BROOKS, P.J., and FIDEL, J., concur.

NOTES

[1] The respondent Commission, in its capacity as representative of the special fund, has appeared as a party at the administrative hearing and on review before this court. The special fund, established by A.R.S. § 23-1065 (amended 1986), is responsible for paying compensation benefits awarded to injured workers employed by uninsured employers. See A.R.S. § 23-907(B). These payments plus a penalty become a lien against the uninsured employer's property. See A.R.S. § 23-907(C). This potential liability of the special fund is the basis for the Commission's standing as an advocate. See Evertsen v. Industrial Comm'n, 117 Ariz. 378, 382, 573 P.2d 69, 73 (App. 1977) (dicta), adopted 117 Ariz. 342, 572 P.2d 804 (1977). Although the respondent employee is nominally a party before this court, his rights will not be affected, since his claim has been established and benefits will be paid either by the SCF or by the Commission's special fund.

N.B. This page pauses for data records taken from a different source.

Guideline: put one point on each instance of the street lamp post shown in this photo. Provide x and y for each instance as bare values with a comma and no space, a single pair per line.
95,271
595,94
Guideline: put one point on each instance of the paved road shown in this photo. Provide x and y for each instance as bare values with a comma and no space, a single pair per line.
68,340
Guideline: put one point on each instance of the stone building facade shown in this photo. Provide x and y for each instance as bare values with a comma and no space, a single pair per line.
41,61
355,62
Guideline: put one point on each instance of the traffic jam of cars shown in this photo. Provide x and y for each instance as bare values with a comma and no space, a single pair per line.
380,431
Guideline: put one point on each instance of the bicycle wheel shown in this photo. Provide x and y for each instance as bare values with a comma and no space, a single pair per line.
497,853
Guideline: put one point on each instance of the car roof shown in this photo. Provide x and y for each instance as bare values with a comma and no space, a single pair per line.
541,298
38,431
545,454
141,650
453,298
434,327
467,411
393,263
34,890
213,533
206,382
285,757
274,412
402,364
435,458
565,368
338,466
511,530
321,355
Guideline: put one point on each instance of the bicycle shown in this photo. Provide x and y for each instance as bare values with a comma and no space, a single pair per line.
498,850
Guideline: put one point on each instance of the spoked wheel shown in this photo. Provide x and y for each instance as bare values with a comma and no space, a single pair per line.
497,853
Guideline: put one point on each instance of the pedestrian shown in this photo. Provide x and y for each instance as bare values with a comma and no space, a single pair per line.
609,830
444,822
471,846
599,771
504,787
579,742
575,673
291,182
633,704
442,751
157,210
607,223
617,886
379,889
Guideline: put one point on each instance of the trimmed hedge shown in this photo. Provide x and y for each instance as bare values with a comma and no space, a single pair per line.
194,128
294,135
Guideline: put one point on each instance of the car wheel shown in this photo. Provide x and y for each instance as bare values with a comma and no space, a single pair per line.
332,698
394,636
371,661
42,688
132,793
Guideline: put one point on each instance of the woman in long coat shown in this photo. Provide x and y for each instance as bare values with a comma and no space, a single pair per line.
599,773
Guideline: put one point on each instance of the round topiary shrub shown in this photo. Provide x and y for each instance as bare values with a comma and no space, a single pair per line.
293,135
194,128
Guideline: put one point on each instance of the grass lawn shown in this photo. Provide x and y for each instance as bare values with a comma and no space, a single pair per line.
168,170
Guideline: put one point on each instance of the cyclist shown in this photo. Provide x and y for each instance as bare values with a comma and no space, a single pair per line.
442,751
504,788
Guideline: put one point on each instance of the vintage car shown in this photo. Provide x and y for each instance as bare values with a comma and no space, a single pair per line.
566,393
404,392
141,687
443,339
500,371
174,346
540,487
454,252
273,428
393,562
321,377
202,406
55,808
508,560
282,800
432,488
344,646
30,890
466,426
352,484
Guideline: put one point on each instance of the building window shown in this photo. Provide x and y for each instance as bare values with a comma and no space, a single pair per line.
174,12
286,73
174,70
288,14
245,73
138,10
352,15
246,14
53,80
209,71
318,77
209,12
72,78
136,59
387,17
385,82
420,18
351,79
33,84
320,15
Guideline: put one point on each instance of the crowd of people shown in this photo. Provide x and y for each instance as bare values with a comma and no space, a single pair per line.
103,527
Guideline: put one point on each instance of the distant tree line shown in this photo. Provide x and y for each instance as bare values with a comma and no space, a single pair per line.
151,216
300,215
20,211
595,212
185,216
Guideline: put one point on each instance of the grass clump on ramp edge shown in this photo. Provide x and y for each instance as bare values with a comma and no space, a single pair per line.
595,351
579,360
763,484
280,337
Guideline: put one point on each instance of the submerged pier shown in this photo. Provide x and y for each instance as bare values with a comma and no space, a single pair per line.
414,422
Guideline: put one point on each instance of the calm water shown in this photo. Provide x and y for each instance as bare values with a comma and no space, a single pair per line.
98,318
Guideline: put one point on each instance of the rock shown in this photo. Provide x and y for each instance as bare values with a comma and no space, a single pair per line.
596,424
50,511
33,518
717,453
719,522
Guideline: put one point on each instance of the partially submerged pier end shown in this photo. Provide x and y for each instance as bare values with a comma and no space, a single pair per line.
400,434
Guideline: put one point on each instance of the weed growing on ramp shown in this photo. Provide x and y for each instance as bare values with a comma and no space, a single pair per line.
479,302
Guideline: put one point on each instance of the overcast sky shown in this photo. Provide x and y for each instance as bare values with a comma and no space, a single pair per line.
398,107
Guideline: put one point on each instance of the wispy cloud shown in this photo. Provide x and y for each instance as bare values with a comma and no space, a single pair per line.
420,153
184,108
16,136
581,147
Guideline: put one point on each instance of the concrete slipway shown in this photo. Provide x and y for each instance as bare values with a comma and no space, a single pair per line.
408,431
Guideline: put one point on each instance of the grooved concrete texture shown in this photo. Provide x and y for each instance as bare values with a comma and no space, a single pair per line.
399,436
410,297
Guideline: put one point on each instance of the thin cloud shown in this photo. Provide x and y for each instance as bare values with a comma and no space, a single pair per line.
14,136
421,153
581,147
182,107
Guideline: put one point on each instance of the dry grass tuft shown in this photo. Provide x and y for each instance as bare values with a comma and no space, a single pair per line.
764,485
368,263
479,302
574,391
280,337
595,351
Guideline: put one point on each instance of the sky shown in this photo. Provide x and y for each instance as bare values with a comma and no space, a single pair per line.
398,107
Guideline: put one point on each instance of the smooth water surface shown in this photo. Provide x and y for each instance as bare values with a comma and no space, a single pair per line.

[2] The other reasons arise from the out-of-state operation. For example, this restricted the SCF's ability to audit Mar Pac's payroll or practice loss prevention.

[3] To the extent that Central Nat'l Life can be read more broadly, it is unpersuasive. The court correctly noted that subparagraph 3 apparently overruled First National Benefit Soc'y v. Fiske, 55 Ariz. 290, 101 P.2d 205 (1940). Fiske had held that an applicant's misrepresentation about a prior for life insurance justified rescinding the policy even if the insurer would have issued the policy had it known the truth. Id., 55 Ariz. at 295, 101 P.2d at 207. A subsequent case relied on Fiske and the absence of a contrary statute to conclude that Arizona did not require a connection between a misrepresentation and the loss. See Mutual Life Ins. Co. of New York v. Morairty, 178 F.2d 470 (9th Cir.1949) cert. denied, 339 U.S. 937, 70 S. Ct. 673, 94 L. Ed. 1355 (1950) (applying Arizona law). But it certainly does not follow that by overruling Fiske subparagraph 3 required a connection between the misrepresentation and loss in all cases. In its territorial days, Arizona had such a statute. See Brotherhood of Am. Yeomen v. Manz, 23 Ariz. 610, 206 P. 403 (1922), cited in Mutual Life Ins. Co. of New York, 178 F.2d at 475. Missouri is the leading jurisdiction currently imposing this requirement. See, e.g., Mo. Rev. Stat. § 377.340 (1968) (misrepresentation must have actually contributed to the contingency or event on which policy due and payable).